Calls for increased participation are becoming ubiquitous throughout social life, from politics to community engagement, and from the arts to education. These demands raise important problems and trouble many dominant assumptions about the nature of democratic practice in the twenty-first century. One assumption, however, remains largely unquestioned: that authentic democratic participation is solely a problem of transferring power to marginalized groups.

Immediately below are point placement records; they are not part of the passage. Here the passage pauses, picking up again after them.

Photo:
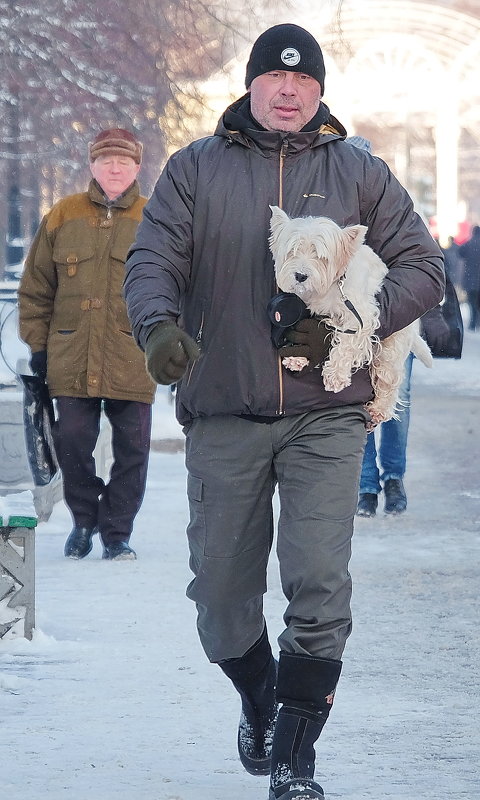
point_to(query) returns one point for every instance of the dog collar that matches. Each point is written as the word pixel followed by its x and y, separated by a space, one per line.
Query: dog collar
pixel 349 304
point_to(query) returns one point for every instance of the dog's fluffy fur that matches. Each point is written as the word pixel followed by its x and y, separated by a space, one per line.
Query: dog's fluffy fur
pixel 311 255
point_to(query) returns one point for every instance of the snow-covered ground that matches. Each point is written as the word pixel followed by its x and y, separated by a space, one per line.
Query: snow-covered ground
pixel 115 700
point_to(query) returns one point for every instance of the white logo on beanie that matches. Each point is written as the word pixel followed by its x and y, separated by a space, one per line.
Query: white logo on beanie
pixel 290 56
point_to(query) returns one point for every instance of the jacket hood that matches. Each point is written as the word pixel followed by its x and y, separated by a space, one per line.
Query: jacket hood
pixel 237 125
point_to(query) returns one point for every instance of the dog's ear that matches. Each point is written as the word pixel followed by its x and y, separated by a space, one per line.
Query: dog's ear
pixel 277 221
pixel 356 236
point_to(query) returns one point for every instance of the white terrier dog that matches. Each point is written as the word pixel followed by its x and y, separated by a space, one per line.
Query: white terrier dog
pixel 337 277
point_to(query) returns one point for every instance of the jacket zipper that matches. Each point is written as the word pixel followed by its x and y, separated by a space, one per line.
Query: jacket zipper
pixel 283 151
pixel 198 339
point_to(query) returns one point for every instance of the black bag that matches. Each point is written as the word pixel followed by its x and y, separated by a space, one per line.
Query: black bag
pixel 453 317
pixel 38 418
pixel 285 310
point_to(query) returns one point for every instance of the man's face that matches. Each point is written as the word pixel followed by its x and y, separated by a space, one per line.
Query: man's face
pixel 284 100
pixel 114 173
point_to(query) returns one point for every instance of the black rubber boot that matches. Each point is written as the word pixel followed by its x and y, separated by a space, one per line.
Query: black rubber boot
pixel 367 505
pixel 79 543
pixel 254 676
pixel 305 687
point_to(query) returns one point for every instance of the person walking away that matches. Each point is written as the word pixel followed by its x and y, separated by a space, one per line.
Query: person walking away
pixel 72 315
pixel 469 251
pixel 385 466
pixel 199 279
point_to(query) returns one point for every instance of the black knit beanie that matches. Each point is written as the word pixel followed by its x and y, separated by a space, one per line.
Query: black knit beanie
pixel 286 47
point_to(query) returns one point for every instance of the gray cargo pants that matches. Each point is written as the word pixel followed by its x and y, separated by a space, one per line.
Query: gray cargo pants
pixel 233 467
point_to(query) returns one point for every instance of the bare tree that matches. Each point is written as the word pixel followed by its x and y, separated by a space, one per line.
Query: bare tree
pixel 71 67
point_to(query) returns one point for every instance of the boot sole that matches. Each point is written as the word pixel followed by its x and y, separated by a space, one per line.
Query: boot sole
pixel 313 791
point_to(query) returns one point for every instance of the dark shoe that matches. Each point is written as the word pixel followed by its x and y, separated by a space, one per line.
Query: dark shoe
pixel 79 543
pixel 395 497
pixel 306 688
pixel 299 789
pixel 254 676
pixel 367 505
pixel 119 551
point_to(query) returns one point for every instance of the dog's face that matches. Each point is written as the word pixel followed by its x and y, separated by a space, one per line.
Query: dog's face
pixel 311 253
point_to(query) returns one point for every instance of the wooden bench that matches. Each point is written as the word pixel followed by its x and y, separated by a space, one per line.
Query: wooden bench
pixel 18 521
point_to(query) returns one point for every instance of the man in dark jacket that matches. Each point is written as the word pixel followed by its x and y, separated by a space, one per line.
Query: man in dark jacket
pixel 199 279
pixel 470 253
pixel 73 316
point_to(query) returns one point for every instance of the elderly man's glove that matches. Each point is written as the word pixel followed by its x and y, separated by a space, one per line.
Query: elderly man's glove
pixel 38 364
pixel 309 338
pixel 168 350
pixel 435 329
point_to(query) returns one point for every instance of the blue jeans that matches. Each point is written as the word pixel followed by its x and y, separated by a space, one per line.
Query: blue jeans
pixel 392 452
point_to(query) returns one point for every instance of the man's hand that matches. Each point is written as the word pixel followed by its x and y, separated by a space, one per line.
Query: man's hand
pixel 436 330
pixel 168 350
pixel 310 338
pixel 38 364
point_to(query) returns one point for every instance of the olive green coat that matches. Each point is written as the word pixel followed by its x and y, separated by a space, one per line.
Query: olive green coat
pixel 71 302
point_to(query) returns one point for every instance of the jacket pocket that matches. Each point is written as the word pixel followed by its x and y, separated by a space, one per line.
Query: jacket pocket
pixel 74 268
pixel 118 255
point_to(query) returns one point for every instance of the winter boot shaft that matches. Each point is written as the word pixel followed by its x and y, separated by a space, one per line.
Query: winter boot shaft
pixel 305 687
pixel 254 677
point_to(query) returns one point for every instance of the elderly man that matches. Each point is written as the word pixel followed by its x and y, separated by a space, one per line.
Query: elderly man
pixel 73 316
pixel 199 279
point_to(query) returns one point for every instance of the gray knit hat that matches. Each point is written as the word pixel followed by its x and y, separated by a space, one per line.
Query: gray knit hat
pixel 286 47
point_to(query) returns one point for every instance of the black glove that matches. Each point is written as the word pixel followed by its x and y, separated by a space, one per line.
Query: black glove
pixel 435 329
pixel 38 364
pixel 310 338
pixel 168 350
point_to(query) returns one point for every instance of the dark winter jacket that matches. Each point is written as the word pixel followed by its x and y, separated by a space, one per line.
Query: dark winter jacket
pixel 470 253
pixel 201 254
pixel 71 302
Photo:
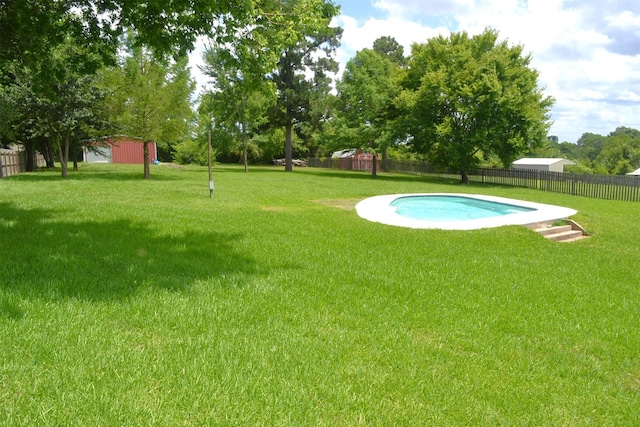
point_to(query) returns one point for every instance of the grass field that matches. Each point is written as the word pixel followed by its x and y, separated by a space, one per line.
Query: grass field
pixel 133 302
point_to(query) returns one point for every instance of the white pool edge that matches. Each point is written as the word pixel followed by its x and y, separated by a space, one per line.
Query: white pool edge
pixel 379 209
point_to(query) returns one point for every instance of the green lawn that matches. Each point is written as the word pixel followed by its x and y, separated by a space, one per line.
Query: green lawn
pixel 132 302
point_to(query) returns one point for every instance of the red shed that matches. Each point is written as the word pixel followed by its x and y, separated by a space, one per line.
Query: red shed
pixel 120 150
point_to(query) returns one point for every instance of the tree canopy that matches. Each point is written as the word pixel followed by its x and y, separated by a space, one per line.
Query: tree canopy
pixel 467 96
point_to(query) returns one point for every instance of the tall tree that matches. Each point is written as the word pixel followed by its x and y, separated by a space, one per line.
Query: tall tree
pixel 241 94
pixel 468 96
pixel 388 47
pixel 152 100
pixel 366 91
pixel 308 49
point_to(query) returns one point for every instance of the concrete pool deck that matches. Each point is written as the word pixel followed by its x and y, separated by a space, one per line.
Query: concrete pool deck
pixel 379 209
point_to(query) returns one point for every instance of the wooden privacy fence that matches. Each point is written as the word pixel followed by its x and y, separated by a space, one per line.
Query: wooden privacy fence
pixel 13 162
pixel 608 187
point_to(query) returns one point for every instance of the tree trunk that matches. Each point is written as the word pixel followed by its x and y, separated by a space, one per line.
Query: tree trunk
pixel 63 154
pixel 384 159
pixel 244 152
pixel 30 152
pixel 145 149
pixel 47 151
pixel 374 169
pixel 288 147
pixel 75 157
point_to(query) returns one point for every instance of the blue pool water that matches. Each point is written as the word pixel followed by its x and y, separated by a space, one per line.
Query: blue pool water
pixel 452 208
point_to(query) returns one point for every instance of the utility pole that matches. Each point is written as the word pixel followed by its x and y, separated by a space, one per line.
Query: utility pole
pixel 210 173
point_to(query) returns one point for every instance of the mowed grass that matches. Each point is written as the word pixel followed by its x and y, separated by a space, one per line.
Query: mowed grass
pixel 132 302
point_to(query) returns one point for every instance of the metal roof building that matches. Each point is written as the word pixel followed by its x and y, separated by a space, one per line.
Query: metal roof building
pixel 542 164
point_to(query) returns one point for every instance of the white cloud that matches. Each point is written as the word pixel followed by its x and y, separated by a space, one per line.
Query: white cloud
pixel 588 58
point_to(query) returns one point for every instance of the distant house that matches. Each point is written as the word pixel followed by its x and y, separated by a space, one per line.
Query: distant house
pixel 119 150
pixel 542 164
pixel 354 159
pixel 635 172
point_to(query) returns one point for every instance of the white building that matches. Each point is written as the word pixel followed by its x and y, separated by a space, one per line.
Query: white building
pixel 542 164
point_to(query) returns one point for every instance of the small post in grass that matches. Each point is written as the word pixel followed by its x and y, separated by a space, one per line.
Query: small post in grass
pixel 210 174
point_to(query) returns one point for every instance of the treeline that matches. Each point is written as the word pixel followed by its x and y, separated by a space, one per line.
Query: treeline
pixel 95 69
pixel 616 154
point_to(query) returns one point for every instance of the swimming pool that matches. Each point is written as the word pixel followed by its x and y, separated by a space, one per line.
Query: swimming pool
pixel 451 211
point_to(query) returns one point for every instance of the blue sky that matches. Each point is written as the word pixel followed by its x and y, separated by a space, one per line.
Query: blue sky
pixel 587 52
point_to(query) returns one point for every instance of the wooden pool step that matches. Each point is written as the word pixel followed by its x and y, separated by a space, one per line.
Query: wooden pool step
pixel 562 233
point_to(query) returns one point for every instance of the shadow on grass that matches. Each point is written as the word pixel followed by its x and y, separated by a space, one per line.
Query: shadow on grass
pixel 106 173
pixel 94 260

This project involves a series of interventions based on the essay collection Problems of Participation, produced by Leila Dawney and colleagues in the Authority Research Network in 2013. The researchers, activists and practitioners who contributed to this provocative book, in contrast to the above assumption, make the case for a parallel project: the democratization of authority. They argue that the craft of democracy – the struggle for common life – requires inventing new ways of creating authority and objectivity amongst silenced voices, truths and experiences.
This book gathers together a collection of essays organised around three ‘problems’ of participatory democracy. These problems raise questions, conundrums and challenges for participatory practice and thinking. They point towards both difficulties and opportunities. We are not identifying ‘problems’ in order to simply criticize or reject participation. Problems are an enduring part of all worthwhile practice, driving creativity, understanding and skills. Our aim is to vitalize participatory thought and practice by raising and reflecting upon these problems.
Through a series of intervention workshops with community projects in the USA and Latin America, Problems of Participation explores issues of authority, trust and an ethos of participation, as explored in the essay collection, in order to critically reflect on 'on the ground' practices of participatory democracy and in the context of advocacy projects. Project partners include
- Morris Justice project in partnership with the Public Science Project, New York,
- “Climate change is about… Women” in partnership with the Democracy Center, Cochabamba, Bolivia
- The “Soil, Seeds and Social Change” project that links permaculture practitioners in Bristol, UK and Torola and Suchitoto, in El Salvador.
These workshops will move the theoretical agendas proposed in the essay collection, which was produced by a collection of academics and activists at a 'theory retreat' in North Yorkshire in 2013, into spaces of practice, where their ethos, critical approach and reflections can be brought to bear on real-world problems of engagement, empowerment and authority production in community settings.